Enzo Bettiza e Diego Zandel

Dal dopoguerra ad oggi, la letteratura dell’esodo ha scandagliato questo drammatico evento epocale attraverso generi come la memorialistica, il romanzo (spesso con spunti autobiografici) o la poesia.
“Un esempio di scrittore che ha reso il mondo fantastico – ha spiegato la relatrice nel corso della sua presentazione – è Enzo Bettiza. Egli racconta la storia della sua famiglia dentro una storia molto più ampia; narra della felicità di potere parlare più lingue. Egli scrive per evitare il memoricidio. Da qui il bisogno di raccontare per l’oggi”.
Diego Zandel invece, figlio di profughi e scrittore contemporaneo, può raccontare soltanto le cose che ha sentito dire.

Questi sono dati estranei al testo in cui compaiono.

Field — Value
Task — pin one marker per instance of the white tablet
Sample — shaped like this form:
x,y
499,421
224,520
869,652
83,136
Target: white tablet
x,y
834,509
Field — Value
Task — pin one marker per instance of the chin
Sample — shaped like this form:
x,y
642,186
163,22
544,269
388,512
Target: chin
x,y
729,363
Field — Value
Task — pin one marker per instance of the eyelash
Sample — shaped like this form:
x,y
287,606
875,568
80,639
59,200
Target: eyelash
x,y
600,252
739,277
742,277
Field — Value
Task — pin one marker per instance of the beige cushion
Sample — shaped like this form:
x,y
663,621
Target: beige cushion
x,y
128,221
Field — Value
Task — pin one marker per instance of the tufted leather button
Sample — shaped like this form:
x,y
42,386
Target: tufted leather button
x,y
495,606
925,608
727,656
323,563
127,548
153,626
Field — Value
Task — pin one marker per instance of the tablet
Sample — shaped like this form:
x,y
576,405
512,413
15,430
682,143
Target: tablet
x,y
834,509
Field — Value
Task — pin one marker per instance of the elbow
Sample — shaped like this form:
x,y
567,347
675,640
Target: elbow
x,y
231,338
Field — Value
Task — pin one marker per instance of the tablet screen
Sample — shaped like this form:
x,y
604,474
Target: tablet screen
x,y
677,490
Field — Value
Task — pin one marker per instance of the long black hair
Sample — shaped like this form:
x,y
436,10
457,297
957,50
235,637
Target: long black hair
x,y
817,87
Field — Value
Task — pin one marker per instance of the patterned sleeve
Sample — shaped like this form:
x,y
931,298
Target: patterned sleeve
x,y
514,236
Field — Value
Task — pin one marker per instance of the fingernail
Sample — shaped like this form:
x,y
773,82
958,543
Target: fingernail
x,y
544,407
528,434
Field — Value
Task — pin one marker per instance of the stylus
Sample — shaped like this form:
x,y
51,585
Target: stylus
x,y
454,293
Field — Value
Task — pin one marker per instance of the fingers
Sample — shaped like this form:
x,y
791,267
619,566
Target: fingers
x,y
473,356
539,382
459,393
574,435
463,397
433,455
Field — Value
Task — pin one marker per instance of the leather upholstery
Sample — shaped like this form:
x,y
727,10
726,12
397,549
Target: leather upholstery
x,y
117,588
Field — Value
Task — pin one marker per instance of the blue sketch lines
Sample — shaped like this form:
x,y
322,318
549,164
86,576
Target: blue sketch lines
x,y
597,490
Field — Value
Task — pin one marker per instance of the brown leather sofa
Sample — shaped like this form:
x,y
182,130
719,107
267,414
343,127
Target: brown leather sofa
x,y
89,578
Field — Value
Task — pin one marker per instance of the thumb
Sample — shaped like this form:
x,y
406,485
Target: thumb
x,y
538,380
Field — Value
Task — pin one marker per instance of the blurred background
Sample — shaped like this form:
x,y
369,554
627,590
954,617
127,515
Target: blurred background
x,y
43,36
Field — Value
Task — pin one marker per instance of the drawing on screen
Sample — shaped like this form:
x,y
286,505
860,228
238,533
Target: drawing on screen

A differenza degli uomini, le scrittrici donne hanno un tipo di racconto diverso. È stato fatto l’esempio di Mori, Milani e Madieri. Quest’ultima, nelle sue opere ricorda immagini femminili dell’esodo, ricette della nonna, passeggiate con le amiche di scuola. Tipico delle scrittrici donne è infatti il maggiore interesse per la quotidianità, la famiglia, la casa, la terra, le tradizioni, gli usi, i costumi, gli affetti, la fisicità o le percezioni sensoriali: in definitiva tutto ciò che attiene alla vita. “In effetti – ha detto ancora Cristina Benussi – gli autori di entrambi i sessi ricordano gli stessi eventi, ma le donne sono molto più feroci nel raccontare questi ricordi. Le donne hanno come valore supremo la vita. Una vita che è stata spezzata improvvisamente. La relatrice ha concluso la sua relazione con l’auspicio che si possa tenere vivo il punto d’arrivo della memoria e del ricordo.